Leggendo l’articolo apparso su infosibari.it dal titolo “Archeologia apre al territorio”, ho riflettuto sull’argomento ed ho pensato di scrivere alcune considerazioni e non solo ma di portenzo palazzo porta di sibari.jpegare un contributo non astratto all’argomento.

L’idea è il mio progetto inserito nella mostra dal titolo “Ritorno a Sibari” di qualche anno fa, ed è quella di progettare una installazione site/specific sul territorio adiacente il parco o il museo, il titolo è la “Porta di Sibari” mega scultura di cui ho già il progetto ma colgo l’occasione per esternare alcuni passaggi della relazione:

LA PORTA di SIBARI. Che allude al mare e alla classicità ma indicante precipuamente un atteggiamento, un modo di essere che fu proprio dei greci: l’anelito alla partenza e all’avventura sotto qualsiasi forma, fisica o mentale, per un salto nell’ignoto. Sotto questo aspetto l’opera rappresenta l’attraversamento, l’atto del passare da una parte all’altra, da una forma di conoscenza all’altra, ed è quindi un ideale invito rivolto al fruitore di procedere verso l’avvenire. Dovrebbe essere collocata in luogo aperto e visibile a tutti, passanti, soggiornanti, turisti, anche a distanza.

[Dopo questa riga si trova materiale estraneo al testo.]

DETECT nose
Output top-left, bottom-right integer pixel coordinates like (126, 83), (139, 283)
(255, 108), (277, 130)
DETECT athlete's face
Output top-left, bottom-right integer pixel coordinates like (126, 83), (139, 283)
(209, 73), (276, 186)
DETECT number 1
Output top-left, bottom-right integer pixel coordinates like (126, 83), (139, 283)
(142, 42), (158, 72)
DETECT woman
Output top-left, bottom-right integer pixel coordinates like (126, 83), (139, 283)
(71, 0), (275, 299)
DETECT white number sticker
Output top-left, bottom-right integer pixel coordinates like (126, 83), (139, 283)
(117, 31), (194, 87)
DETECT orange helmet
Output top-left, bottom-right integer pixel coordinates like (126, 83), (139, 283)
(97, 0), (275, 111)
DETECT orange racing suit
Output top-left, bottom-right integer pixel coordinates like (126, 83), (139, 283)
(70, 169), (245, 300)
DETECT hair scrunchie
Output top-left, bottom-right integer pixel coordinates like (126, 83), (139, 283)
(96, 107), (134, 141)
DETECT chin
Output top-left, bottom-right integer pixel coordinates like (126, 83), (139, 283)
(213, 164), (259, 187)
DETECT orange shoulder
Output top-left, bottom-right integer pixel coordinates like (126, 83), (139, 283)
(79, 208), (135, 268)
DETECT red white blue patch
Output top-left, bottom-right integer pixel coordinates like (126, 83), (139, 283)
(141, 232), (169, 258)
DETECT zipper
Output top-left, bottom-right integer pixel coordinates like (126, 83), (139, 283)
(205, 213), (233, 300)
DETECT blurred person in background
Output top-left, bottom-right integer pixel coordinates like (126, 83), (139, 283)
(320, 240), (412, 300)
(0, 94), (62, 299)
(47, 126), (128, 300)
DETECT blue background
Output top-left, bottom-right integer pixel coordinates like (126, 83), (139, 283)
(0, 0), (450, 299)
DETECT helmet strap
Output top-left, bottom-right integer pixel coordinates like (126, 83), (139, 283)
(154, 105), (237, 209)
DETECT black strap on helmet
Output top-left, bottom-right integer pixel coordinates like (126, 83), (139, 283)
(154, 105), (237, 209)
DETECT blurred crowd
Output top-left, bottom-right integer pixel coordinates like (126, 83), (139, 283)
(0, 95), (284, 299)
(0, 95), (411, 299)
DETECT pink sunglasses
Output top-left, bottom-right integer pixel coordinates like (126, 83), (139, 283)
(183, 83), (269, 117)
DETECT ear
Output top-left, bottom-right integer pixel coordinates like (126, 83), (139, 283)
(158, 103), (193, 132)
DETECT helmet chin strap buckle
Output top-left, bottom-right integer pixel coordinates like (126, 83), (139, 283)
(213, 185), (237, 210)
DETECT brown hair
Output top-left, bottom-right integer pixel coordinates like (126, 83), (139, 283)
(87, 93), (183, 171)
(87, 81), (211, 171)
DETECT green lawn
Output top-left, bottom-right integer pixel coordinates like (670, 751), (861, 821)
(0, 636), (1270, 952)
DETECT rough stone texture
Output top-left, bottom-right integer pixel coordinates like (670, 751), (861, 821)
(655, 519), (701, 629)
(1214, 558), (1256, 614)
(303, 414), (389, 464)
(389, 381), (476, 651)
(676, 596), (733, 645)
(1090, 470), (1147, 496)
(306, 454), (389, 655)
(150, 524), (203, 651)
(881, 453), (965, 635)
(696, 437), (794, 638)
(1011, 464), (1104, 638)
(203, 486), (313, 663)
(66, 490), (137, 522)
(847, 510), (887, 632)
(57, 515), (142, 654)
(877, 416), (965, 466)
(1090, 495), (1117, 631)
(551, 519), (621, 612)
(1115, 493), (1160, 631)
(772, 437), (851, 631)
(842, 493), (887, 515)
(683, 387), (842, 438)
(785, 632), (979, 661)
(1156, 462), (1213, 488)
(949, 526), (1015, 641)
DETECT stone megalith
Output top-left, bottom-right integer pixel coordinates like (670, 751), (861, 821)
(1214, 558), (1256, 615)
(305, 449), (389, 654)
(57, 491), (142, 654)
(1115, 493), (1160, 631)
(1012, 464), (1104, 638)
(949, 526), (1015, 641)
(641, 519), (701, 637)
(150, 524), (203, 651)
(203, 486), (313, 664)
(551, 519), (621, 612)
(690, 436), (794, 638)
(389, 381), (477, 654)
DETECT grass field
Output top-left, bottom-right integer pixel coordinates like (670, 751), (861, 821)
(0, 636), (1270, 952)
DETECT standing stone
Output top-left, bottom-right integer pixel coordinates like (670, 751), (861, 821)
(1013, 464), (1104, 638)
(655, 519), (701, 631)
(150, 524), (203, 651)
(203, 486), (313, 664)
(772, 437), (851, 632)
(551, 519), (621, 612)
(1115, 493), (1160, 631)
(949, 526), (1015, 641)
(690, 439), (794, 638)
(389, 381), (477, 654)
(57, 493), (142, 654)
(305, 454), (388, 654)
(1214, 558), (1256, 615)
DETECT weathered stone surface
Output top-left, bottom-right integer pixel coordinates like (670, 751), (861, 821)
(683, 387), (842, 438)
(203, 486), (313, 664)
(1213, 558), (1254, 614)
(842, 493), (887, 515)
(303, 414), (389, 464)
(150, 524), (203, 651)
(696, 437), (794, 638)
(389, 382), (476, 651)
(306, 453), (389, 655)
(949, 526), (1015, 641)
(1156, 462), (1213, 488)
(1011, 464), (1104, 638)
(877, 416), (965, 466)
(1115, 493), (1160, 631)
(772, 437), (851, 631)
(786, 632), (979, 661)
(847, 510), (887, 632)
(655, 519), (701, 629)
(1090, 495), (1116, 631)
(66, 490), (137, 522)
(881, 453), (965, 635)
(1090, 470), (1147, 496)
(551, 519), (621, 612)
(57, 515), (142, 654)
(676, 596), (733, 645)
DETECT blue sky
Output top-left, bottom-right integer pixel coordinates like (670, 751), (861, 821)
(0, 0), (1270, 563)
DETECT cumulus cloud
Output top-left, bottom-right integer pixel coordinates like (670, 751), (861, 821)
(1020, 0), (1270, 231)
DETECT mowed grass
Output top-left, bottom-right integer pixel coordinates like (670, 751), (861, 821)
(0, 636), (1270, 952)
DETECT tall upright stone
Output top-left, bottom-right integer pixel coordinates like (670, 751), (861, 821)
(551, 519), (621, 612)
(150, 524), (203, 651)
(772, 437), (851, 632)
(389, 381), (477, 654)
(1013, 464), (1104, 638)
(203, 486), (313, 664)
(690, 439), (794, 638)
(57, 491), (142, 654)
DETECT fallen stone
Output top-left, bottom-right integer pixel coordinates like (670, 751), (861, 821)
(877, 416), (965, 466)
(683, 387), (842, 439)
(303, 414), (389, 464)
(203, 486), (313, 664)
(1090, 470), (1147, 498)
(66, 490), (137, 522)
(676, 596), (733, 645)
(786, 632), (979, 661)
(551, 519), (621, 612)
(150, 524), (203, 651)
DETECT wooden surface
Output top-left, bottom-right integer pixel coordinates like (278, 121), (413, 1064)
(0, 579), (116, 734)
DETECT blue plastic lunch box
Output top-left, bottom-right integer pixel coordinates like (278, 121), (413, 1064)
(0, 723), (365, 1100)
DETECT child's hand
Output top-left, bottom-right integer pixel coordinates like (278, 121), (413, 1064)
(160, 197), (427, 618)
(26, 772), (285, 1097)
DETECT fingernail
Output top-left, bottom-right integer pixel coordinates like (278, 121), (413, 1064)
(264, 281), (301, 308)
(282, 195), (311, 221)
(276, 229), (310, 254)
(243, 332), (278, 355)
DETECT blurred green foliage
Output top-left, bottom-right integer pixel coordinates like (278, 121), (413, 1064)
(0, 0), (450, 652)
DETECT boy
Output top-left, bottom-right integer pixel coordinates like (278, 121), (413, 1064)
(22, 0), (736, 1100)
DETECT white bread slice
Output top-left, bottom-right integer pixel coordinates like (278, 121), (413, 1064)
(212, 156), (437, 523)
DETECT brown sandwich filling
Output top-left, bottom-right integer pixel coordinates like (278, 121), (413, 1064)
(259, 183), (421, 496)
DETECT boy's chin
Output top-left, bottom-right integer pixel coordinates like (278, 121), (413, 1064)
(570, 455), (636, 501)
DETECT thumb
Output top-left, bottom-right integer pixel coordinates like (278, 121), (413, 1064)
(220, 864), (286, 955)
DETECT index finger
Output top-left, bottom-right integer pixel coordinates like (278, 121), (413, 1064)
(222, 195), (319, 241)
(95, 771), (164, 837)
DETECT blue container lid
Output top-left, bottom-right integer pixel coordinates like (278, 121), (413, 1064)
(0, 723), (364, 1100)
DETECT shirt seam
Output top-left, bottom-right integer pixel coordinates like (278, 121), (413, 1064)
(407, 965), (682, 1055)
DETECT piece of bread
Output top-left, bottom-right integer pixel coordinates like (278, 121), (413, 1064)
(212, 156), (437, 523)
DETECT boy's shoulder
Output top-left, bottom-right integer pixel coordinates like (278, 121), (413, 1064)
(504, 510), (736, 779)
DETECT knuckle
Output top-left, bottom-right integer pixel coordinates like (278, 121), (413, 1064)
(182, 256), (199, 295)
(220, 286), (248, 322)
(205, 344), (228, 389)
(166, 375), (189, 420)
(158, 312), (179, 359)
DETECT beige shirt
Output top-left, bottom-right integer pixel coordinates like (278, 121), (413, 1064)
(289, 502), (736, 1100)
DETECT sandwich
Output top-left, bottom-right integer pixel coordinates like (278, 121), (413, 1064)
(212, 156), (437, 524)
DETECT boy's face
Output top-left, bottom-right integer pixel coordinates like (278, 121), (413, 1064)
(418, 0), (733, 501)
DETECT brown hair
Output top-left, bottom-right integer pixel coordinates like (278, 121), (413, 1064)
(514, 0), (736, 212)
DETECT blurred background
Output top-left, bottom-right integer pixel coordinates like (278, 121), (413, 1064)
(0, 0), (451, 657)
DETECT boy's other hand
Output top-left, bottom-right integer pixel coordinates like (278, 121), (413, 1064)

Come alle porte che aprivano ed aprono alla dimenticanza territoriale che è innanzitutto colpevole dimenticanza di se stessi, della propria identità e delle proprie capacità, è il risultato anche di una lunga attività ed azioni individuali e non, che alimento da diversi anni. Ed è con questo intento che propongo questa idea progetto.

Il progetto “La Porta di SIBARI” è stato pensato camminando tra i laghi di Sibari e gli spazi del museo archeologico e, tra le darsene, barche, tanto verde della natura e azzurro del mare, reperti conservati all’interno, mi sono detto che serviva più attenzione, più sensibilità, più tatto, per veramente rispettare spazio e tempo della visione di fronte a me. Ho pensato che l’arte affina i sensi e che questi inducono allo stupore di un nuovo comportamento. Così come artista, vedendo di più, fiutando di più, che del gusto ho fatto una filosofia, perché “più intenso è il presente, migliore è il futuro”. La porta di Sibari rappresenta una novità installativa site/specific, l’evento è fondato criticamente sulla riscoperta del Genius Loci e della sacralità della natura di un territorio incantevole come questo della sibaritide.

Tradizionalmente è nostro dovere domandare all’arte di fissare ciò che è fuggevole, di illuminare ciò che è incomprensibile, di dare un corpo a ciò che non ha misura, di farci scoprire tutto ciò che è infinito e meraviglioso e che l’uomo può constatare senza comprendere, amare senza saper definire. La creazione artistica prende corpo in quanto rivelazione, adventum, ma al tempo stesso si può manifestare come un’esperienza esplorativa che consente di far condividere in maniera diretta la realtà esperita a quella dimensione immaginativa che invece vibra nell’anima dell’uomo.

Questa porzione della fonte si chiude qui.